Pourquoi (et comment) étudier les réseaux en philosophie moderne ?

Babette Chabout-Combaz

Dimanche, UdeM – 15h30 à 16h15

Si les Digital Studies gagnent du terrain dans les sciences sociales, il apparaît pourtant qu’en philosophie, elles restent marginales. Serait-ce que la philosophie est plus conservatrice dans ses méthodes que les autres disciplines ? Ou bien que les philosophes ne voient d’autre potentiel que celui de l’étude logique des réseaux ? C’est probablement en philosophie moderne que l’étude des réseaux de correspondance (circonscrivant ainsi la « République des Lettres ») donne les premiers résultats les plus concluants en matière de Digital Humanities.

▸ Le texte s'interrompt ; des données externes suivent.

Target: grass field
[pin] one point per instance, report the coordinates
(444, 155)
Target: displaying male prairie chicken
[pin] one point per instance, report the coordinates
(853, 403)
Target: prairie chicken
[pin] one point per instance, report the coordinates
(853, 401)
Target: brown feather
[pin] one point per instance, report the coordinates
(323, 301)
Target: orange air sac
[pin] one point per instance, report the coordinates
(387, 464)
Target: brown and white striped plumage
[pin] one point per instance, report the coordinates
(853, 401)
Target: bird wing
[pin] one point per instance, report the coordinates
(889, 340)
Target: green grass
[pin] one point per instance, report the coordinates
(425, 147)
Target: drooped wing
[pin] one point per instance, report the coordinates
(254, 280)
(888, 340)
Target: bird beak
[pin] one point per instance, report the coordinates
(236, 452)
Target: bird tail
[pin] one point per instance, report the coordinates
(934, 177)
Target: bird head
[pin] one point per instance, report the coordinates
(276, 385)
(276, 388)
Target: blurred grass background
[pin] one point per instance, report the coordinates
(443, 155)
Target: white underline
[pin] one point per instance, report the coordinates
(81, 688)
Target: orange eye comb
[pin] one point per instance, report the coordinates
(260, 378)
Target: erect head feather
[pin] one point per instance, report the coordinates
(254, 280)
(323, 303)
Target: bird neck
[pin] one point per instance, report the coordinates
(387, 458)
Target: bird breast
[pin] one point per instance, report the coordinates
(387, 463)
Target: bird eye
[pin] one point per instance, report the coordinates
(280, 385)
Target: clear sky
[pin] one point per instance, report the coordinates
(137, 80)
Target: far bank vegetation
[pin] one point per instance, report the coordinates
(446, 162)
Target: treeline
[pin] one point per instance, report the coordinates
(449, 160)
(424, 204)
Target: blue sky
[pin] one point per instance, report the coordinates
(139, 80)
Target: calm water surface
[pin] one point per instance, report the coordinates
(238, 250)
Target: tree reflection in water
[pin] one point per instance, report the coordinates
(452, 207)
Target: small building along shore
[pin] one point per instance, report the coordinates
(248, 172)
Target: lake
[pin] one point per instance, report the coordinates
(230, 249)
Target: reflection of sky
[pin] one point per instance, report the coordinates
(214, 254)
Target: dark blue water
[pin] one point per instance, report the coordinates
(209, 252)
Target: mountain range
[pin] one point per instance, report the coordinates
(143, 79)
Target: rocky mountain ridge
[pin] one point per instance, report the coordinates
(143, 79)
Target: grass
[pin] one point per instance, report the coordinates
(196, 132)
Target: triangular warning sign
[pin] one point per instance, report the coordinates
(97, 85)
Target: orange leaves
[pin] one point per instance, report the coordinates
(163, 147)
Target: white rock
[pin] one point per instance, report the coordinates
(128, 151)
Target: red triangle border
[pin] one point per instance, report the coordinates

A partir de l’étude de plusieurs réseaux de correspondances (Francis Bacon, René Descartes, Gottfried Wilhelm Leibniz), j’aimerais montrer le potentiel épistémologique de leur étude : l’utilisation de méthodes formelles, les conséquences de la correspondance sur le mode de production du savoir, le « mode » cognitif du philosophe pensant « par » lettres. Les correspondances ne sont pas seulement l’un des lieux privilégiés de la fondation des traités et œuvres publiées, elles en sont souvent le dépassement et, en traitant de sujets parallèles, ouvrent de nouvelles pistes de recherche. L’activité épistolaire elle-même n’est pas tant un devoir de communication ou d’entretien de ses relations qu’une activité productrice de savoir, l’occasion pour le/la philosophe de tester ses idées, de s’engager dans des polémiques aux enjeux tout autant heuristiques que politiques et théologiques et de penser avec et « par » l’autre. Loin d’entrecouper la pensée philosophique, la lettre est la trace de la pensée en train de se faire.